My first-generation 64gb 3G iPad! This is the best piece of consumer electronics I’ve ever purchased. Except for the graphics work I can only do on my primary laptop, I can do EVERYTHING I need to do for my business through my iPad and with its keyboard dock. Emails, spreadsheets, reviewing portfolios, Dropbox, FTP, reading PDF docs, everything. I have apps to do basically anything I’d ever need to do, and since it’s 3G, I can do it from anywhere. đ I’m writing up an article on how I use my iPad to manage my business, and I’ll be posting that at some point in the near future.
The net effect of having all this hardware is that I can pack as light or as heavy as I need and use any of these devices to access the internet and my data through a) direct ethernet connection, b) wifi, or c) two different cellular networks. I can do face-to-face calls through Skype or various VoIP solutions on basically any of these devices if I need to.

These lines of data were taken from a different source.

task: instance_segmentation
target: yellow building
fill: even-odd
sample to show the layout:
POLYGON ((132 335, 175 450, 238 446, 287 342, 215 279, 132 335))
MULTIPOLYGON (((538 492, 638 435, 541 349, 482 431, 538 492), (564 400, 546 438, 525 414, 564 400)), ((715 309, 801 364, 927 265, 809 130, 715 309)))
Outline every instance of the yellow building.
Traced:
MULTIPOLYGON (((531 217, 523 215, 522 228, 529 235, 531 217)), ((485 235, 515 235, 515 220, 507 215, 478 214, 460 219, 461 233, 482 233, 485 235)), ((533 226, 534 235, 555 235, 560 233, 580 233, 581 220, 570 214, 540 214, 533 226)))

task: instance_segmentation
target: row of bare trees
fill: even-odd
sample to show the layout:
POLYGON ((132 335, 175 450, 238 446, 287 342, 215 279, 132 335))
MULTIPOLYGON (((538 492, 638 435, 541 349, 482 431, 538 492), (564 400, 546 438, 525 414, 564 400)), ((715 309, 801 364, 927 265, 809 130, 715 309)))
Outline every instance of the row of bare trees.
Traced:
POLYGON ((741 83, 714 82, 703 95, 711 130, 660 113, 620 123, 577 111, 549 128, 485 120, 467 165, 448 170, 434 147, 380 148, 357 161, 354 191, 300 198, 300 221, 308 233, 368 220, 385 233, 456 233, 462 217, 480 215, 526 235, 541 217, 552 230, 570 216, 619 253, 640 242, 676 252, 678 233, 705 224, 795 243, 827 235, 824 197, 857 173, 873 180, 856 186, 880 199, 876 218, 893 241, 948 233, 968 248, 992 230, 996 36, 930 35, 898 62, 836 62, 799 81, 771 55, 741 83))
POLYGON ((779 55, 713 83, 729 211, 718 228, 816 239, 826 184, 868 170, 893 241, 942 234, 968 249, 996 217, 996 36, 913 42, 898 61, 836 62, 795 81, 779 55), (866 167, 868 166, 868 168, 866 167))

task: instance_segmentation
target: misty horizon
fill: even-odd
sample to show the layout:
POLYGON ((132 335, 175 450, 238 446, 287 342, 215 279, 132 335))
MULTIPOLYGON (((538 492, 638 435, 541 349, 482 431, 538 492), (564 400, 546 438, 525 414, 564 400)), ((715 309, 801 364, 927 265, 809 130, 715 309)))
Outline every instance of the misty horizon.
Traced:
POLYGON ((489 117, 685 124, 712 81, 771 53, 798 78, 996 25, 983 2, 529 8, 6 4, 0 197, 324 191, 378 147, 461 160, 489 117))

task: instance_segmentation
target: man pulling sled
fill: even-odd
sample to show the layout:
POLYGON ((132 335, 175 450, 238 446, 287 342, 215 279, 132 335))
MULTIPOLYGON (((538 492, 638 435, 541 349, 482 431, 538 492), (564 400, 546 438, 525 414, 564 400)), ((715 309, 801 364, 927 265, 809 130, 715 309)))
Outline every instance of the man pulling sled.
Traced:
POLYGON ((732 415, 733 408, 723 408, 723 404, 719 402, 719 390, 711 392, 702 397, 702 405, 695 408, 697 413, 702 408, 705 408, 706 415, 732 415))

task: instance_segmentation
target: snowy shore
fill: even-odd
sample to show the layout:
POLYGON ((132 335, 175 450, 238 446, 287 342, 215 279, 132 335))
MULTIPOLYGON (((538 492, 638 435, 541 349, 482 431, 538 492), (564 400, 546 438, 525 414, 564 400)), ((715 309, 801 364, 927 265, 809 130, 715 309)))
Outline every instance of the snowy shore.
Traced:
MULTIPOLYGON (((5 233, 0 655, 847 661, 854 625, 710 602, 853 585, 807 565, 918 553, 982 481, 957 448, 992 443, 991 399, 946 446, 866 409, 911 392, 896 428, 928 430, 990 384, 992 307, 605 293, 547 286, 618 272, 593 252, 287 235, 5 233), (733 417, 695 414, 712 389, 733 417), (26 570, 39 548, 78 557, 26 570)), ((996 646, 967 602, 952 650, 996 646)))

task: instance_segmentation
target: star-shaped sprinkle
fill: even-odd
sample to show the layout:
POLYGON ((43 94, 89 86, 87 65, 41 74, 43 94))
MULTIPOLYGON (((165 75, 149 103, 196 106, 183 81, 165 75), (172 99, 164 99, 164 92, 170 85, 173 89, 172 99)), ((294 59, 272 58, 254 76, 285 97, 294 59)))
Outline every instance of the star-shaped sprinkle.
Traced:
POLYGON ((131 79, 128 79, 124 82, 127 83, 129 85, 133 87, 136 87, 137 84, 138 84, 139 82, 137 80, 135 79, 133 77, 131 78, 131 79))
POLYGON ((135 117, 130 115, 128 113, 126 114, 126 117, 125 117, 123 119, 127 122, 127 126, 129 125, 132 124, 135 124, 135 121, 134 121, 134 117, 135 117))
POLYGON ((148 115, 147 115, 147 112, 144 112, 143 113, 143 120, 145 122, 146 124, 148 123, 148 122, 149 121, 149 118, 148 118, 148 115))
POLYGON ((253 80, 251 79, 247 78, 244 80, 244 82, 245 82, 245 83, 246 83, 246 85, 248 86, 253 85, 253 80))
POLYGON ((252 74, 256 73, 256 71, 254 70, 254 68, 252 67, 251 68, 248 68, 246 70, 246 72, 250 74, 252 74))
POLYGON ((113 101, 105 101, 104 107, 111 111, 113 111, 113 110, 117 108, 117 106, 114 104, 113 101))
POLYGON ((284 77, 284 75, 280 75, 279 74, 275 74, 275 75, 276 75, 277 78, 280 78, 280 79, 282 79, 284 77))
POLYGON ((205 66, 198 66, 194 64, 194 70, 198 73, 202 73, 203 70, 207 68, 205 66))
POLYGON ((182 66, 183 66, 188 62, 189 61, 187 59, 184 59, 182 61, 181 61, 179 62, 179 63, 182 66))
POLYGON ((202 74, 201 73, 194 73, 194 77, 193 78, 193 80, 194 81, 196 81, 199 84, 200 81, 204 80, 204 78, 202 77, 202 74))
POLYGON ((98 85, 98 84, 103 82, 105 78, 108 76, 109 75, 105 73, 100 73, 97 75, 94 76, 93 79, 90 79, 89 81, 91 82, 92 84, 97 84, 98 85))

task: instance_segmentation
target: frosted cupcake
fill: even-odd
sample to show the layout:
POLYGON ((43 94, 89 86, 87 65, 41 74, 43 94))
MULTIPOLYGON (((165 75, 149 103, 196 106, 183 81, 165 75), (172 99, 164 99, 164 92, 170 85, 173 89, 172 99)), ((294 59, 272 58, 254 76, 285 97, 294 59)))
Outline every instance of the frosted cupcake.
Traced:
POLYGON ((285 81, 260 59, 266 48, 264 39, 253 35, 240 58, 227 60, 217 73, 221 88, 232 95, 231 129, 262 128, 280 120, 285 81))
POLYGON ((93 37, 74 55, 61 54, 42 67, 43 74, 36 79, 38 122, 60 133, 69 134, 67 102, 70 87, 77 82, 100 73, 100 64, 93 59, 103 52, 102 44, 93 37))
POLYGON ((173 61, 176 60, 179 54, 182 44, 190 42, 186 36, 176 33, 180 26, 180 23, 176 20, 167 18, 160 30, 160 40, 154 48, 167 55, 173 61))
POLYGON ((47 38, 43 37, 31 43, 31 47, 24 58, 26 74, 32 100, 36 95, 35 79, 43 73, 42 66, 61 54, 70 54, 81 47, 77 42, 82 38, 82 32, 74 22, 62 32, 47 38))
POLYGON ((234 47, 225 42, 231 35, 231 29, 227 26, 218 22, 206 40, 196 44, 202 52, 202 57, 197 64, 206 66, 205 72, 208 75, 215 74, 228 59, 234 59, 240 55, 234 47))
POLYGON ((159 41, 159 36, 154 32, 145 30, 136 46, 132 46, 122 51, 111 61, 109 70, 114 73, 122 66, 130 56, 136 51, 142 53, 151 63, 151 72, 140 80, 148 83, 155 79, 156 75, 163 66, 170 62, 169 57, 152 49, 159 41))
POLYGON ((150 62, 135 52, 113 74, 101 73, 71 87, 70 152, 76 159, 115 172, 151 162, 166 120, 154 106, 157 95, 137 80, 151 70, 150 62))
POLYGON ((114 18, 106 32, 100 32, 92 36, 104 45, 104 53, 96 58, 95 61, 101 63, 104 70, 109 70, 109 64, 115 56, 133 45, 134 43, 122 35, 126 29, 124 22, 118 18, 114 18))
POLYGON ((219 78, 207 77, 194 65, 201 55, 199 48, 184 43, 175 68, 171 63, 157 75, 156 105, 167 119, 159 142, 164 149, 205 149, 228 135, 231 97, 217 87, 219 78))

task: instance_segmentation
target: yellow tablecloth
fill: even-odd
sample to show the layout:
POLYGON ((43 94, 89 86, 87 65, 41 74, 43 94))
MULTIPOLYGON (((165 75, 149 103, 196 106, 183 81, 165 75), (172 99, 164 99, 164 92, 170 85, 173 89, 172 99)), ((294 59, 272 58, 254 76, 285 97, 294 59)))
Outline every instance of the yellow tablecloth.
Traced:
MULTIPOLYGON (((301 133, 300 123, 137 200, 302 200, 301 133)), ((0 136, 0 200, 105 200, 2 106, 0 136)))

Since all my tools are based online and backed up every which way, I can be on the highway in the middle of the desert and have full access to my entire business if I even have a single bar of cel reception on either AT&T or Verizon. I’m always on.
In addition to this, I actually have a really amazing laptop messenger bag from Timbuk2 that’s always loaded with all the cables and peripherals I need to work remotely. This enables me to simply toss my laptop in the bag and go where I need to immediately instead of having to wrappack everything and make sure I didn’t leave anything behind. Among the items in my bag are my earbuds, external speakers, extra mouse, extra USB cables and AC adaptors to charge my phone and iPad, a portable three-port surge protector with two USB outlets so I can split power in busy coffee shops, and so on.
Two of my next purchases are a keyed laptop lock for security and a spare AC adaptor power brick for my laptop so I don’t even need to pack my primary when I need to pack up and go work somewhere without wasting a moment’s time. It may not seem like a big deal at first, but I’m out and about working from a wide variety of locations all the time, and it sucks to spend a ton of time packingunpacking and forgetting something important as I go.
So, in a nutshell, that’s how I run my business from anywhere I am. What kind of cool tech and tools do you guys and gals use for remote work? I’d love to hear!